I’ve
received an e-mail from one of my readers. Here is his mail:
“Dear
Tom,
Want
to let you know that I thoroughly enjoy and appreciate your dividend newsletter
for starters I wish to apologize on behalf of correspondents who are blatantly
rude and disrespectful to you. If I have a disagreement or question for you I
certainly would be polite....common sense.
I
am retired and have money to invest and am concentrating on high dividend
paying stocks. But so far I am making
good money on dividends but am currently getting more capital losses than
capital gains. I have made costly
mistakes but am benefitting from them.
If
you could suggest any strategies plus make suggestions I am ready, willing and
able to digest same.
Very
Respectfully”
Well,
a one way strategy to make money without any losses does not exist. I
personally made losses but they were not significant in relation to my current
unrealized and realized capital gains.
The
first question is in my view how much risk can you shoulder to get a higher
return. I believe that investing should improve your live quality and should
not end in hard work. Stocks and everything surround should bring you fun and cause
in a better life. If you are retired, you have not as much time to wait for
returns as a younger investor.
If
you say that you make losses, I would be curious to know what kind of stocks do
you own and how long do you have them? This is a fact that I hear from several
investors. They receive high dividends but make losses on their assets. I discovered
that it has reasons when companies are low valuated and high yielding. The
truth is that all others know the problems of the company and core investors sell
their stocks before everything is public.
I
don’t like higher yielding stocks like PBI despite the fact that they have
realized a great return since the beginning of this year. The market knows
everything, much more as we all because he is an expression of all contributors
and stakeholders of the company.
My
strategy is to buy stocks and hold them, receiving the dividend and see how my
yield on cost rises in average, year over year. I don’t follow the company’s
happenings in detail. It’s a passive income with passive work but highly scalable.
Back
to your problem. I prefer lower yielding stocks with a higher and more
consistent growth. It’s even better if the company has low debt as well as a
good management team.
As
of now, there are still opportunities with a 3%+ yield of which you can expect
that the income will grow with a rate of 5-7% per year.
When
I buy stocks I always look at the long-term history of a stock. If they doubled
sales every 10 years and they have revenues over $10 billion, I am interested
to discover more of the stock if earnings grew faster than sales. Also
important for me is the stability and volatility of the growth. A highly cyclic
company is not the right stock for me. Finally debt and cash flows matter. The
company must create strong cash and should be able to give shareholder value
back in some way.
If
you start buying stocks and you plan to hold them over a decade or more, your
first years will be the hardest if you are in an overvalued stock market. I
have no idea if the market today is overvalued.
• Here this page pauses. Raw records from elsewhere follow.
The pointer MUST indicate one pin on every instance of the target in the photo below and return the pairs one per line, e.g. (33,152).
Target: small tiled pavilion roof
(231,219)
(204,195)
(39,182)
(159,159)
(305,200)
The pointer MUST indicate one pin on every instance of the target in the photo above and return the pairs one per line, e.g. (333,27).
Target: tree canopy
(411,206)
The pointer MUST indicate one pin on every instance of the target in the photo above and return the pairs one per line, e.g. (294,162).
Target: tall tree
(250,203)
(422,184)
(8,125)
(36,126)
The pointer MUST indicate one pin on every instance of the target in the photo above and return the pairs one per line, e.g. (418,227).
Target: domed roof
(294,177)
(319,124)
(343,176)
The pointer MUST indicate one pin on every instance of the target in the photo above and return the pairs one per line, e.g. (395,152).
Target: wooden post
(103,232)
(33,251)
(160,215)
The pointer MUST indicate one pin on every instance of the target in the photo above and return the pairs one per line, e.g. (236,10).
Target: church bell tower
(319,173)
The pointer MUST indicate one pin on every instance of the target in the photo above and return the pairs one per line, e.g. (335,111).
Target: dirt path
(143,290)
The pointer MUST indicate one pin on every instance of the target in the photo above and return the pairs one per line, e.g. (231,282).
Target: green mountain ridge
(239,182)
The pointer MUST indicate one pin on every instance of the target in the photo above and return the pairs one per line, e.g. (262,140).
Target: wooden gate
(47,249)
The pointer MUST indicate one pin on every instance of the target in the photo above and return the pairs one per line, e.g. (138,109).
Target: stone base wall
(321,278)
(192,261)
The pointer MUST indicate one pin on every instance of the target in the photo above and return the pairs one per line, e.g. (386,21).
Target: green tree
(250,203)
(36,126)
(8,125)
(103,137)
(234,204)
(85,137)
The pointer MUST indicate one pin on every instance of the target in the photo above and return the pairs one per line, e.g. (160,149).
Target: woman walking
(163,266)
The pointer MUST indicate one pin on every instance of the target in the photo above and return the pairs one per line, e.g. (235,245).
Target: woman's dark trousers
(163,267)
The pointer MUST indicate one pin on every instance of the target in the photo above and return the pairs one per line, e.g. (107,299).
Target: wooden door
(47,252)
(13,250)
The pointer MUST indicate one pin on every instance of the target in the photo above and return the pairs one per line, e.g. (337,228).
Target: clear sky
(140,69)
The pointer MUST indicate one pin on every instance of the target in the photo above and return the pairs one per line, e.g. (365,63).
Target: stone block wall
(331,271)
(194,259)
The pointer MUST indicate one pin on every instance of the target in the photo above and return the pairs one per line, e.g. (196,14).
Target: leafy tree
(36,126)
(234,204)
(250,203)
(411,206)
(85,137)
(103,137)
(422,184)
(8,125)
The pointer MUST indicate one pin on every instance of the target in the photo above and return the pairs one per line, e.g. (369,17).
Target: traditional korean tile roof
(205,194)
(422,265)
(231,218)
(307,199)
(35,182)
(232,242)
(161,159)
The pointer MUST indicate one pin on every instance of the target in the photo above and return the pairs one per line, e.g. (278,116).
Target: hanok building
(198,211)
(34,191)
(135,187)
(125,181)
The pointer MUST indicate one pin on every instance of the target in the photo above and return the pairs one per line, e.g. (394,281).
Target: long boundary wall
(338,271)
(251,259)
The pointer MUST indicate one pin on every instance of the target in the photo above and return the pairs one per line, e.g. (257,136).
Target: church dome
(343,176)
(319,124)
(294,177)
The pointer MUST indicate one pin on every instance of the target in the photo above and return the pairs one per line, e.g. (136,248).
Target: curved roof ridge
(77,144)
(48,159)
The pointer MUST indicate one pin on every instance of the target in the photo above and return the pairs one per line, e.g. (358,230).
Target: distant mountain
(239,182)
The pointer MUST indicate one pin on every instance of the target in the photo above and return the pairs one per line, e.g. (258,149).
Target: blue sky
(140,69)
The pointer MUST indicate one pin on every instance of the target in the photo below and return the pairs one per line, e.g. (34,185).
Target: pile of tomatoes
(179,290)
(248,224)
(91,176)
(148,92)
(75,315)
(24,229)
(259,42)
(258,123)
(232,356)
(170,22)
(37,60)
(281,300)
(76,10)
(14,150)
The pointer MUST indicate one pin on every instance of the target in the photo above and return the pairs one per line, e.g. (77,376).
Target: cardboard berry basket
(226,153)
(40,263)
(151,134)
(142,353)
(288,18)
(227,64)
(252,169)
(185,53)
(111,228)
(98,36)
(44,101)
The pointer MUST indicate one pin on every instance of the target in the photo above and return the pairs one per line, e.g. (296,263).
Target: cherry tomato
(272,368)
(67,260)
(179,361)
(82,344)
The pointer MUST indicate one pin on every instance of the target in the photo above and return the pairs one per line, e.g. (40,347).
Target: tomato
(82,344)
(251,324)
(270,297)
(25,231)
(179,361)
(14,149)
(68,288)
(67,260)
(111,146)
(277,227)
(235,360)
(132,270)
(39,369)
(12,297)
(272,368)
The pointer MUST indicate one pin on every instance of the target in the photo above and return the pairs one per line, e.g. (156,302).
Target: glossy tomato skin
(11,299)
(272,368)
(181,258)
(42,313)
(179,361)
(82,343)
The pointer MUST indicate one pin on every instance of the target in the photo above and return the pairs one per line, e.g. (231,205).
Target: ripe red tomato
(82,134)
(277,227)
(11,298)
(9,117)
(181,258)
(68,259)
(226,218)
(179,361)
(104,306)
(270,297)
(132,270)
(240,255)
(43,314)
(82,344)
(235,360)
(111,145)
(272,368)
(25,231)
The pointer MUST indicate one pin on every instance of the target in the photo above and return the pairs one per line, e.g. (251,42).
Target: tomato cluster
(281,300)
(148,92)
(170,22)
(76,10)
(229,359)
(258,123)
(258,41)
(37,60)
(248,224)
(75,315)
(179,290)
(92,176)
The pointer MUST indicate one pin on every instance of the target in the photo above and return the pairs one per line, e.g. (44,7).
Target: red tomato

It’s primarily a question of
the future growth perspectives from the companies. If a recession comes, a
blast of the Chinese housing bubble or even a break-down of the Euro, the
market is definitely overvalued.
My
approach is that the economy will recover and improve over a long period. It’s
like an economic balance. The only question is “how long does it take” to get
balanced. Since 2008, the market needed five years to get back to the historic
levels. It could also possible that you see decades of slow growth or no growth
– Look at Japan. If you are at the age of 65 or older you must consider this
for your asset allocation.
The
best category to place money is in my view dividend growth from companies with
international sales and future growth potential. Companies like Nestlé, Procter
& Gamble or Nike have a big brand portfolio which produces strong cash
flows and their client basis is still rising. Coca-Cola is the dominating
player in the soft-drink business but they deliver only 1% of the daily
beverage consumption of a person.
A
past performance does not mean that the business model works for the future but
in my view, companies like Coca Cola or McDonalds have a big cash flow and the
best human skills do develop markets better than their smaller rivals. They
handle recessions more effective and gain market share in every depression.
I
reduce the residual risk by putting not more money into a single stock of more
than 1% for a non-core holding. If I am wrong with my company, I could only
lose 0.5% over years if the stock is down 50%. That’s not much when I receive
yearly 3% in dividends from my portfolio holdings.